Bewertung: Diese Behauptungen widersprechen den Erkenntnissen von Forschern weltweit. Sie werden auch durch die Berichte aus Ländern widerlegt, in denen hohe Fallzahlen verzeichnet werden, etwa Italien. Behördlichen Maßnahmen nicht Folge zu leisten, gefährdet die Gesundheit und kann strafbar sein. Wer in den vergangenen Tagen Berichte aus Norditalien gelesen hat, der weiß: Die Menschen in den Krankenhäusern von Bergamo oder Brescia sterben nicht an Panik oder offenen Fragen, sondern in sehr vielen Fällen an Covid-19. Wie hoch der Anteil von Covid-19-Erkrankten ist, die daran sterben, lässt sich erst nach dem Ende der Pandemie genau berechnen.

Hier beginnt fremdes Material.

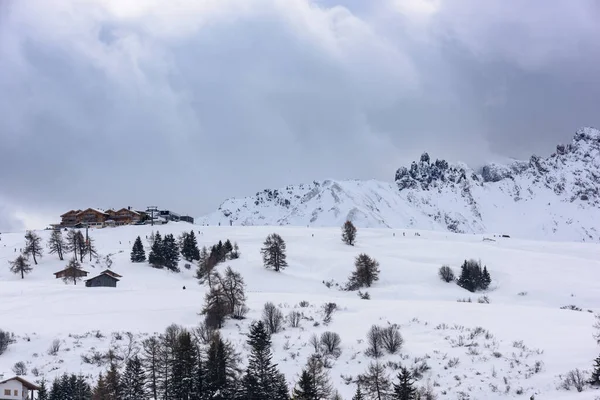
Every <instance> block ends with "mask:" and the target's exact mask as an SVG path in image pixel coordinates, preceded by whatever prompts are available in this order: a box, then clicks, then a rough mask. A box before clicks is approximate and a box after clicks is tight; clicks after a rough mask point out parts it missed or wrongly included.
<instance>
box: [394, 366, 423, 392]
mask: <svg viewBox="0 0 600 400" xmlns="http://www.w3.org/2000/svg"><path fill="white" fill-rule="evenodd" d="M393 386H394V390H393V393H392V398H393V399H394V400H417V398H418V397H417V389H416V388H415V387H414V380H413V378H412V373H411V372H410V371H409V370H408V369H407V368H406V367H402V368H401V369H400V373H399V374H398V383H397V384H396V383H394V384H393Z"/></svg>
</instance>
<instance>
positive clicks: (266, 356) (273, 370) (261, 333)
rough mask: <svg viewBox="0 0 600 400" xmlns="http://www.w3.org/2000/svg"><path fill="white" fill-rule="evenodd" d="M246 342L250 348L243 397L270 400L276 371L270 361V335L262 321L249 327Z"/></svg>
mask: <svg viewBox="0 0 600 400" xmlns="http://www.w3.org/2000/svg"><path fill="white" fill-rule="evenodd" d="M248 344H249V345H250V347H251V350H250V356H249V359H248V368H247V369H246V375H245V376H244V398H245V399H248V400H254V399H256V400H258V399H261V400H272V399H274V398H275V393H276V387H275V383H276V380H277V373H278V372H277V369H276V366H275V365H273V363H272V361H271V360H272V358H273V355H272V353H271V337H270V335H269V333H268V332H267V329H266V327H265V325H264V323H263V322H262V321H258V322H255V323H253V324H252V326H251V327H250V333H249V334H248Z"/></svg>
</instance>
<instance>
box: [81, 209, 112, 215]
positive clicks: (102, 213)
mask: <svg viewBox="0 0 600 400" xmlns="http://www.w3.org/2000/svg"><path fill="white" fill-rule="evenodd" d="M87 211H93V212H96V213H98V214H104V215H108V214H107V213H106V212H105V211H102V210H99V209H97V208H86V209H85V210H83V211H80V212H78V213H77V215H79V214H83V213H84V212H87Z"/></svg>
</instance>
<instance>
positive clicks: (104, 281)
mask: <svg viewBox="0 0 600 400" xmlns="http://www.w3.org/2000/svg"><path fill="white" fill-rule="evenodd" d="M117 276H119V277H120V276H121V275H119V274H116V273H114V272H112V271H109V270H106V271H103V272H101V273H100V275H98V276H95V277H93V278H90V279H88V280H86V281H85V286H86V287H117V282H119V279H118V278H116V277H117Z"/></svg>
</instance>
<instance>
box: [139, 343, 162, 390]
mask: <svg viewBox="0 0 600 400" xmlns="http://www.w3.org/2000/svg"><path fill="white" fill-rule="evenodd" d="M142 350H143V358H142V364H143V367H144V373H145V375H146V380H147V384H148V394H149V395H150V398H152V399H157V398H158V385H159V374H160V371H161V369H162V365H161V361H162V360H161V358H160V351H161V344H160V341H159V340H158V338H157V337H156V336H152V337H150V338H148V339H145V340H144V341H143V342H142Z"/></svg>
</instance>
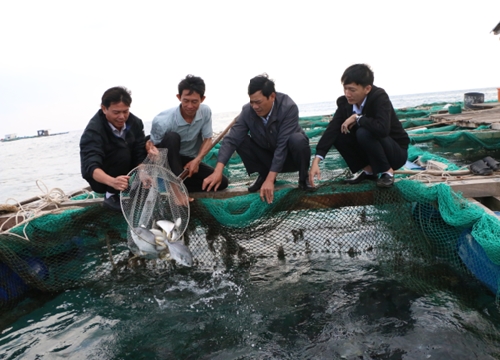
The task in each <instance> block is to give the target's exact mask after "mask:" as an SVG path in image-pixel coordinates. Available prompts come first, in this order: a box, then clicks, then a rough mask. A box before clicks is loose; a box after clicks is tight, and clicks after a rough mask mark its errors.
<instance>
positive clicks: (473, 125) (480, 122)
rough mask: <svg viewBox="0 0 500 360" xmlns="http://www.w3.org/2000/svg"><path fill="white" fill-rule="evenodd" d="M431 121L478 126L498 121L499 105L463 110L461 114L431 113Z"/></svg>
mask: <svg viewBox="0 0 500 360" xmlns="http://www.w3.org/2000/svg"><path fill="white" fill-rule="evenodd" d="M431 119H433V121H438V122H439V121H453V122H454V123H456V124H457V125H460V126H463V127H472V128H474V127H478V126H480V125H489V124H492V123H495V122H500V107H494V108H492V109H486V110H473V111H465V112H463V113H461V114H443V115H441V114H433V115H431Z"/></svg>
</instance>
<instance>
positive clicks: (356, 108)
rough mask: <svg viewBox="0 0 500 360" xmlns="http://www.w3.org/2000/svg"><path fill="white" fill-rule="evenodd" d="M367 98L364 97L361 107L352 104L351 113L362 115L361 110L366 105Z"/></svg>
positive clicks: (355, 104) (362, 111)
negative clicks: (358, 106)
mask: <svg viewBox="0 0 500 360" xmlns="http://www.w3.org/2000/svg"><path fill="white" fill-rule="evenodd" d="M367 97H368V96H365V98H364V99H363V102H362V103H361V106H360V107H359V108H358V105H356V104H354V105H353V106H352V112H353V113H356V114H362V113H363V108H364V107H365V103H366V98H367Z"/></svg>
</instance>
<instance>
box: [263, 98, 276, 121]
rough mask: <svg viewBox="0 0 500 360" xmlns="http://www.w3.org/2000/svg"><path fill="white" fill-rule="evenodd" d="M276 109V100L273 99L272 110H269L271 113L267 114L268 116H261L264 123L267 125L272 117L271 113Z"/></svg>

Er dürfte nach Angaben der WHO bei einigen Promille liegen, also wenigen Fällen von Tausend.

Das große Problem bei Covid-19 ist der verhältnismäßig hohe Anteil Erkrankter, die intensivmedizinisch betreut werden müssen. Die Fallzahlen sollen deshalb durch die aktuellen Vorkehrungen zu jeder Zeit so gering wie möglich gehalten werden, um die Intensivstationen zu entlasten. Der Virologe Stürmer hält - wie auch seine Kollegen - das Vorgehen in der jetzigen Situation für angemessen. "Wenn wir jetzt nicht aufpassen, bekommen wir auf den Intensivstationen Verhältnisse wie zum Teil in Italien. Dann müssten Ärzte entscheiden, wem sie ein Bett auf der Intensivstation geben und wem nicht." Gefährlich ist ein Aufruf dazu, sich gegen einen "unsinnigen" Freiheitsentzug "zur Wehr zu setzen", übrigens nicht nur aus gesundheitlichen Gründen. Wer sich einer Anordnung zur Quarantäne oder einer eventuellen Ausgangssperre widersetzt, macht sich unter Umständen strafbar.